【Spark Mllib】效能評估 ——MSE/RMSE與MAPK/MAP
推薦模型評估
MSE/RMSE
均方差(MSE),就是對各個實際存在評分的項,pow(預測評分-實際評分,2)的值進行累加,在除以項數。而均方根差(RMSE)就是MSE開根號。
我們先用ratings生成(user,product)RDD,作為model.predict()的引數,從而生成以(user,product)為key,value為預測的rating的RDD。然後,用ratings生成以(user,product)為key,實際rating為value的RDD,並join上前者:
val usersProducts = ratings.map{ case Rating(user, product, rating) => (user, product)}
val predictions = model.predict(usersProducts).map{
case Rating(user, product, rating) => ((user, product), rating)
}
val ratingsAndPredictions = ratings.map{
case Rating(user, product, rating) => ((user, product), rating)
}.join(predictions)
ratingsAndPredictions.first()
//res21: ((Int, Int), (Double, Double)) = ((291,800),(2.0,2.052364223387371))
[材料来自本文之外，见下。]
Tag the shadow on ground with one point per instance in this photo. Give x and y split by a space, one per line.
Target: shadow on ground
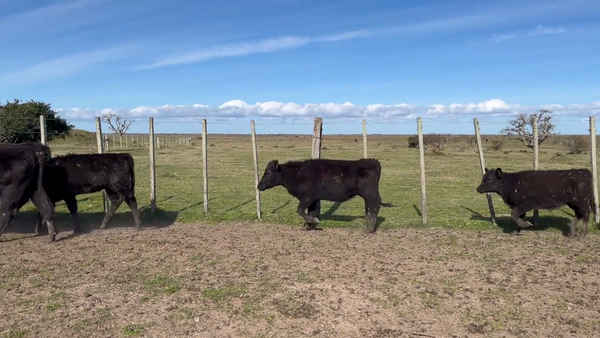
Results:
508 225
329 216
24 221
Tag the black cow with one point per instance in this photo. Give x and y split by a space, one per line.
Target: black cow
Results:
67 176
333 180
21 172
542 189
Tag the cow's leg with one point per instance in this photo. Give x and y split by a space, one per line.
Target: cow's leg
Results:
303 205
8 212
371 211
71 202
132 203
38 223
46 209
521 223
9 205
314 210
115 203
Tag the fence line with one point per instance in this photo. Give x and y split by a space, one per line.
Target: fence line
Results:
158 141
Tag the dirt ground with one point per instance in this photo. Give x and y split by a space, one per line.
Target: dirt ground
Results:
257 280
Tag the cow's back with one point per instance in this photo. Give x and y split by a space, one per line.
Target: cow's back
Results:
335 180
548 188
87 173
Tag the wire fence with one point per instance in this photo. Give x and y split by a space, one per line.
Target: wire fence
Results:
431 178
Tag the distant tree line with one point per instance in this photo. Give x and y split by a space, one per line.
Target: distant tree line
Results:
20 122
520 128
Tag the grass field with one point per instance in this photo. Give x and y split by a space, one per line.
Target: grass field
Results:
184 275
451 180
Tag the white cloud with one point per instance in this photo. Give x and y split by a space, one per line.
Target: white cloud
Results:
60 13
539 30
497 107
347 111
64 66
235 109
264 46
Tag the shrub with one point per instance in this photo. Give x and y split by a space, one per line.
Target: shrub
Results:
497 145
435 142
413 141
575 144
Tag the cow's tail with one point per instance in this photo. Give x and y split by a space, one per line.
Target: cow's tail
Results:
593 205
131 172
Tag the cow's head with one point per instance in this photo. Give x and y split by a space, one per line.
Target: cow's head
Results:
491 181
272 176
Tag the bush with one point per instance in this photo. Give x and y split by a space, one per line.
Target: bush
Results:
575 144
435 142
497 145
19 122
413 141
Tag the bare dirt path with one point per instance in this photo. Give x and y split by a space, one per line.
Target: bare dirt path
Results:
257 280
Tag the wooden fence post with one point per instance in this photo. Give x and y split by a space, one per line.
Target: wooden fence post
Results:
255 154
535 163
43 129
364 138
152 167
205 165
422 163
317 144
317 137
100 144
482 163
594 167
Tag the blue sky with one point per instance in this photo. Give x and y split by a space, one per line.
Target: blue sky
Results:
284 62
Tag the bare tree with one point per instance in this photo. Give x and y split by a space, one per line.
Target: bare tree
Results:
117 124
521 127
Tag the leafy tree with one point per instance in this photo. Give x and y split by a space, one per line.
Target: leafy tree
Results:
20 122
117 124
521 127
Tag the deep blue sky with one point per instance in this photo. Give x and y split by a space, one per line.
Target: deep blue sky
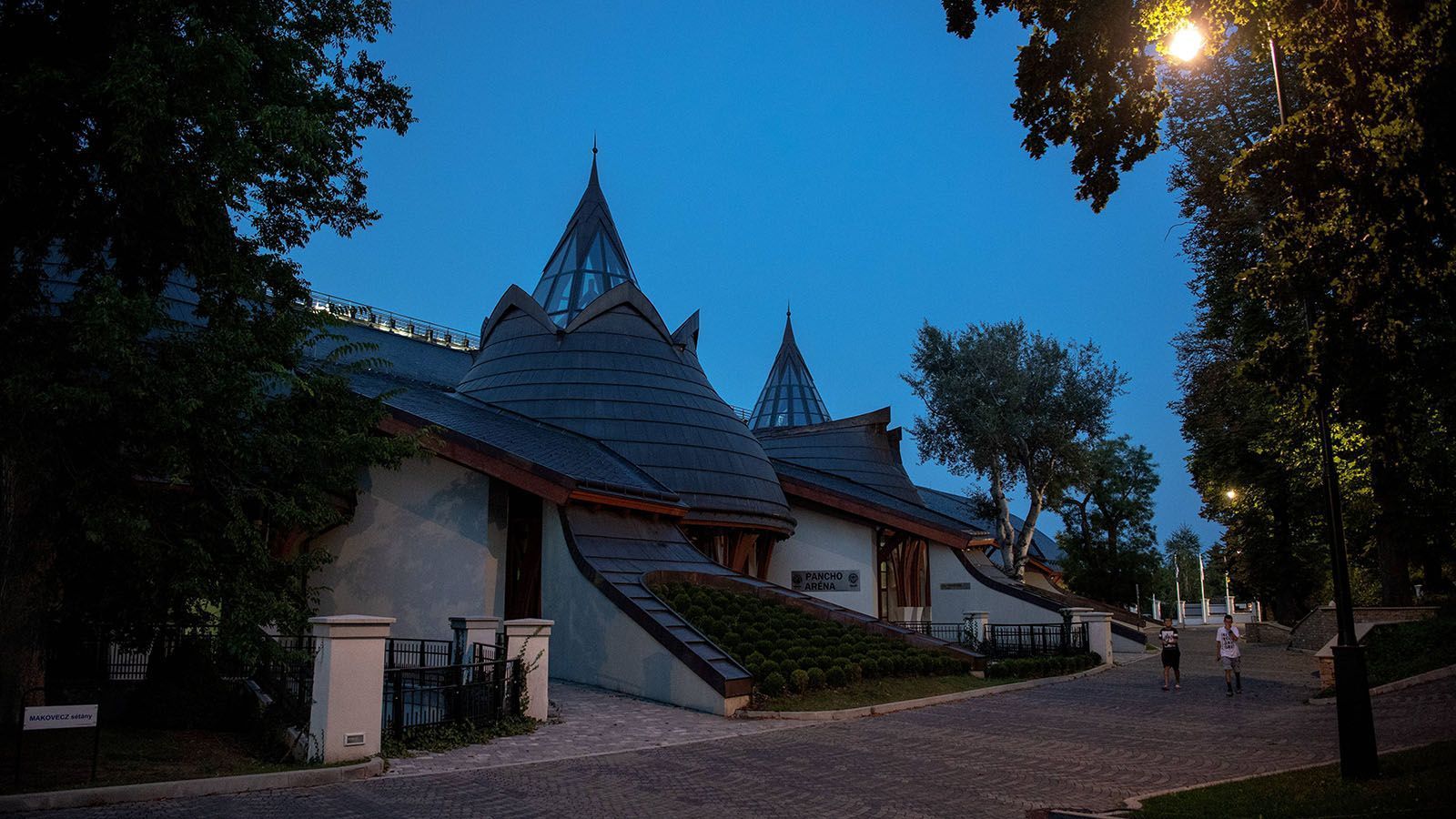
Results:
851 157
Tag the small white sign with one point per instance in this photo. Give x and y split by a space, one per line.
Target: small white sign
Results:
830 581
44 717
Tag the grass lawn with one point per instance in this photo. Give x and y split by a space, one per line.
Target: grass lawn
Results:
57 760
1412 783
874 693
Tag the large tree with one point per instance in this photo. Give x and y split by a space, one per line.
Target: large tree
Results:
1110 540
1349 212
167 438
1014 407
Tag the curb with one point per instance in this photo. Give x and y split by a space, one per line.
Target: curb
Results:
1398 685
182 789
1136 802
907 704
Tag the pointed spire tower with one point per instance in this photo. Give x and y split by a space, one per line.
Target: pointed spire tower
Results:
790 397
589 258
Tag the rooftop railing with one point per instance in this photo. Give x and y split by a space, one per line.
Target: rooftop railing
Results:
389 321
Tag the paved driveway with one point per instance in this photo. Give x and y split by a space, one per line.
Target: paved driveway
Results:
1087 743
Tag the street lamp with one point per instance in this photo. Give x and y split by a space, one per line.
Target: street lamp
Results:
1356 723
1187 43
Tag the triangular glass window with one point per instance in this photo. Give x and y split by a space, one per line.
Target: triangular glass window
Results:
790 397
594 257
613 261
590 288
589 259
561 295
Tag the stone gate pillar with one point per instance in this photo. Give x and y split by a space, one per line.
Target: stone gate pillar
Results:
529 642
349 687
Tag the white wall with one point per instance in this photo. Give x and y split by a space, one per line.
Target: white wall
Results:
1004 608
420 548
596 643
1037 579
823 541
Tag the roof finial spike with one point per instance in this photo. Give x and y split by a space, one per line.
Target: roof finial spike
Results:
593 181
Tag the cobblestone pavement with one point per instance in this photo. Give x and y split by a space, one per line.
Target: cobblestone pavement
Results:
1085 743
593 722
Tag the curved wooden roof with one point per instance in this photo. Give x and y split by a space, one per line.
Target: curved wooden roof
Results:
618 375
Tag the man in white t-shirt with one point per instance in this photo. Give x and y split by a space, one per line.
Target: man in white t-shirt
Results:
1229 654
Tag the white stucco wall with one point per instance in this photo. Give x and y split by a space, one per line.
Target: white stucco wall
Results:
596 643
824 542
1037 579
420 548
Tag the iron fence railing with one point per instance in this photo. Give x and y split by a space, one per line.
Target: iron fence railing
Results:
286 675
109 661
411 653
463 693
1030 640
1006 640
948 632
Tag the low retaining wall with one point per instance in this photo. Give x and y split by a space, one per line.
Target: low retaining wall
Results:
1266 632
1320 627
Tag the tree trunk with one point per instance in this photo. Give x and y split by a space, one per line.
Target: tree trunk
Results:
1005 533
1026 531
22 602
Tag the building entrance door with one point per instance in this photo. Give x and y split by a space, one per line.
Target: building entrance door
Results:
523 555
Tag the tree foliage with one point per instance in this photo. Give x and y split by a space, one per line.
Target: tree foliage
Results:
167 438
1324 248
1183 550
1110 540
1014 407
使用MLLib的評估函式,我們要傳入一個(actual,predicted)的RDD。actual和predicted左右位置可以交換:
import org.apache.spark.mllib.evaluation.RegressionMetrics
val predictedAndTrue = ratingsAndPredictions.map { case ((user, product), (actual, predicted)) => (actual, predicted) }
val regressionMetrics = new RegressionMetrics(predictedAndTrue)
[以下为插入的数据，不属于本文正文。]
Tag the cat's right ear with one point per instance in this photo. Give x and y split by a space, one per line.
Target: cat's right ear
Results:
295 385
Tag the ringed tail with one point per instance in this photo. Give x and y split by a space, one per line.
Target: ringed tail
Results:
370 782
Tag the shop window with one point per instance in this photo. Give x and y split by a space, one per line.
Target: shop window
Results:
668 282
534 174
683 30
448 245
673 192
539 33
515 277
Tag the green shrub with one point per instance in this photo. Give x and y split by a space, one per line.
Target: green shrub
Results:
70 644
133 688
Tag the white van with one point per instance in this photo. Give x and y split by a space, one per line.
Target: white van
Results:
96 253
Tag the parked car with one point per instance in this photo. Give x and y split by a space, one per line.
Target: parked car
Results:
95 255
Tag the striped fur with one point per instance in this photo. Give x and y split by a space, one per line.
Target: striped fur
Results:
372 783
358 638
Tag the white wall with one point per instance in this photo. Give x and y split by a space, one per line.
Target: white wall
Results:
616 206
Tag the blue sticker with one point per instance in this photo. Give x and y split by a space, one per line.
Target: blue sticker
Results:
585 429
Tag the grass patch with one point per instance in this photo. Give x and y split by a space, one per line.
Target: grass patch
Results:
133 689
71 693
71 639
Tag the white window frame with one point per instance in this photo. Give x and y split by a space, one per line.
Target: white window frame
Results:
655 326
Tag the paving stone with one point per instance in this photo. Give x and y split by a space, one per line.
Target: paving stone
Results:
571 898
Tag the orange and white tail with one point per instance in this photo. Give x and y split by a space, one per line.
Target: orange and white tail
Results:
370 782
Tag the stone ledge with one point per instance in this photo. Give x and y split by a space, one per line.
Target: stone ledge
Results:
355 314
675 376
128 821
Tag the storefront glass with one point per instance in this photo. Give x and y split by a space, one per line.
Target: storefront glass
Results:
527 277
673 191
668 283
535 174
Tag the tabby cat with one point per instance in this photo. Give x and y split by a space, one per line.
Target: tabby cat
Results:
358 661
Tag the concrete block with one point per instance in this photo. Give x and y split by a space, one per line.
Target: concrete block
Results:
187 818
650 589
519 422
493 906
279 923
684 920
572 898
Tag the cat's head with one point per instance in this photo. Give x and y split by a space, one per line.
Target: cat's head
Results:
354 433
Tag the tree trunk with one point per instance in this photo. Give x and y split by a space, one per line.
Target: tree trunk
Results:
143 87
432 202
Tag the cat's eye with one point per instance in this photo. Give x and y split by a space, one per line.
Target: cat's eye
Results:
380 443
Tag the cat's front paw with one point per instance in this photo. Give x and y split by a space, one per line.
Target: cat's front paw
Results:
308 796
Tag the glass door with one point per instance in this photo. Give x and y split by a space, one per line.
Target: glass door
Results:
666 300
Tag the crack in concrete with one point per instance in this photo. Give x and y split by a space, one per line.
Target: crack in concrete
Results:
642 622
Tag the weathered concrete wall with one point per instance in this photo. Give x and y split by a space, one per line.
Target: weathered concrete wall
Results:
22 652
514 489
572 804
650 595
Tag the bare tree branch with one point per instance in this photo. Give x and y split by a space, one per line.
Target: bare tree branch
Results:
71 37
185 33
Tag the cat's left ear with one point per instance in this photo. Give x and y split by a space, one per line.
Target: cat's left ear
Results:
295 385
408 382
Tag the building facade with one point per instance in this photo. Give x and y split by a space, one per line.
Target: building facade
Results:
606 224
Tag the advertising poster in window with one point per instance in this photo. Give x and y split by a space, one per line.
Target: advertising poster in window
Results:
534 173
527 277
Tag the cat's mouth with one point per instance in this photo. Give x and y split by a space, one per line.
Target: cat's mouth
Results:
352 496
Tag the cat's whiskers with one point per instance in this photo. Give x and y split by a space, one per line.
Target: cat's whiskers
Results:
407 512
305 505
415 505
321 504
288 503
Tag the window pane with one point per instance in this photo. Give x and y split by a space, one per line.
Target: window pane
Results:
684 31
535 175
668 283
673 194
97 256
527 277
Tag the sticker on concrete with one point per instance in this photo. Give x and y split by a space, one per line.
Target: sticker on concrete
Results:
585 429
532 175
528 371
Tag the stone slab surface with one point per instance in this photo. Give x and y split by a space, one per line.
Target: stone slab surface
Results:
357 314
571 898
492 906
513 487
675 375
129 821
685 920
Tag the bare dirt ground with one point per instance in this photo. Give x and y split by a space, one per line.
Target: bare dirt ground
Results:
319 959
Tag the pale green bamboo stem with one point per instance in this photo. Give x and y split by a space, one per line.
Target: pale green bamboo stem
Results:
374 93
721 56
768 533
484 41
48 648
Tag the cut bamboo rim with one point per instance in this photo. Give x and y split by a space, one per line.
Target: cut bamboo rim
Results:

println("Mean Squared Error = " + regressionMetrics.meanSquaredError)
println("Root Mean Squared Error = " + regressionMetrics.rootMeanSquaredError)
// Mean Squared Error = 0.08231947642632852
// Root Mean Squared Error = 0.2869137090247319
MAPK/MAP
K值平均準確率(MAPK)可以簡單的這麼理解:
設定推薦K=10,即推薦10個物品。預測該使用者評分最高的10個物品ID作為文字1,實際上使用者評分過所有物品ID作為文字2,求二者的相關度。(個人認為該評估方法在這裡不是很適用)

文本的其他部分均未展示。